On remarquera les sujets oubliés : nulle mention de l’Afrique, nulle mention de l’Arctique. Comme si les marges de l’Alliance n’en étaient pas, et qu’elle ne se préoccupait que de ce qui est à son est (la Russie), à son sud-est (Méditerranée et Moyen-Orient) ou à son extrême-est (Afghanistan).

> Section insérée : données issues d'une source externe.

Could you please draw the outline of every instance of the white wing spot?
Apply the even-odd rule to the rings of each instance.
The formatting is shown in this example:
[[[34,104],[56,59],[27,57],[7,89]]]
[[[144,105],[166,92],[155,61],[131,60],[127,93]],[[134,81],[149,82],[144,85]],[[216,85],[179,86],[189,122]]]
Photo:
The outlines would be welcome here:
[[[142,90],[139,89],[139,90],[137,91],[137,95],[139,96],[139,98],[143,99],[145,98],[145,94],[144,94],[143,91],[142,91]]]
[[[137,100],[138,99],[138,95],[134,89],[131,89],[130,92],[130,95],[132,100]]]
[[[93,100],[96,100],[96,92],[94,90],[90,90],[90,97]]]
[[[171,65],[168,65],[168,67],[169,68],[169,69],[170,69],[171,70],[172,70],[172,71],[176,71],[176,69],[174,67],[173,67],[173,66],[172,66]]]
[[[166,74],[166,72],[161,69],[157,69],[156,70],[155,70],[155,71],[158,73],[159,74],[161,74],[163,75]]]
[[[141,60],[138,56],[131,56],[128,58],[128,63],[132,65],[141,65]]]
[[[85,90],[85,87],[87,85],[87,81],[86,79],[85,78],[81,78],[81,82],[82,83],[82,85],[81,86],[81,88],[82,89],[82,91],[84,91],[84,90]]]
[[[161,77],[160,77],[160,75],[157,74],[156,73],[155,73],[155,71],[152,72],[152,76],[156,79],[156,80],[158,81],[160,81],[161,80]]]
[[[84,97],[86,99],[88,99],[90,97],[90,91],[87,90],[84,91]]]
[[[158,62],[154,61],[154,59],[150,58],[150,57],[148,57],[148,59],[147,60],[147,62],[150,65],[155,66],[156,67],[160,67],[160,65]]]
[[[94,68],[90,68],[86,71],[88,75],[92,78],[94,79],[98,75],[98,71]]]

Il reste que le texte est équilibré : cet équilibre général est séduisant et le concept apparaît comme réussi. Il doit maintenant être apprécié à la lumière de la déclaration des chefs d’Etat, qui évoque les questions plus contingentes. Ce sera l’objet des prochains billets.

O. Kempf

Commentaires

1. Le dimanche 21 novembre 2010, 21:41 par

Re,

Quelques commentaires de nouveau :
* le terme "comprehensive approach" n'apparait jamais dans le texte anglais, il est flanqué de "political, civilian and military".
* effectivement la contribution civile de l'OTAN est une nouveauté. Elle est significative, car l'Alliance est terriblement endettée et on peut se demander qui va payer pour cette innovation. En outre, cela va-t-il répondre aux besoins de l'OTAN ? A voir.
* J'ai oublié de mentionner dans le commentaire du post précédent que la "sécurité coopérative" était souvent utilisée dans les débats US-Russie sur l'arms control dans les années 60.
* Le texte ne consacre pas "un partenariat global", mais ce que Rasmussen appelle "la connectivité globale". La différence est notable, car si l'OTAN est prête à entretenir des relations avec des pays éloignés, type Chine et Inde, la coopération sera toujours différente de celle développée au sein des partenariats structurés. Certains Alliés s'en assureront.
* Sur l'UE, le problème turco-chypriote n'est pas le seul obstacle. Il ne faut pas oublier que la bureaucratie de l'UE n'est pas particulièrement encline à travailler avec le Secrétariat international.
* Pour ma part, je trouve le Concept peu visionnaire. A l'exception de la structure civile et de l'annonce d'une ébauche de réflexion sur la DAM, il ne fait que consacrer que l'OTAN fait déjà. Toutefois, il sera intéressant de voir les décisions qui vont suivre.
égéa :

  • Je travaille sur le texte français, qui fait autant foi que le texte anglais (c'est un des derniers moments où le français, langue officielle de l'alliance, est encore mis en oeuvre). Je précise d'ailleurs que la compréhensive approach est immédiatement définie, dans le sens que vous notez. Par rapport aux précédentes mentions de l'expression (de mémoire, mais je n'ai pas vérifié, Bucarest et Strasbourg), cette précision est nouvelle.
  • D'accord pour l'UE. Oui, réticence de la structure UE (de même qu'il y a une réticence de la structure ONU).
  • Le partenariat global, effectivement, était trop marqué (évoqué d'ailleurs à Bucarest en 2008) : si le mot n'y est pas, l'idée demeure, inspirée de Brzezinski.
  • Concept peu visionnaire : pas faux, mais je trouve que c'est justement sa qualité : il est pragmatique et lucide sur l'environnement à dix ans (sa portée chronologique). Après, on peut chipoter sur la validité des réponses (par exemple : faut-il réellement une DAMB pour répondre à une prolifération mimssilière ? je ne sais pas, mais une réponse affirmative n'est pas illogique et donc, que l'alliance soit le cadre de cette DAMB est là encore cohérent).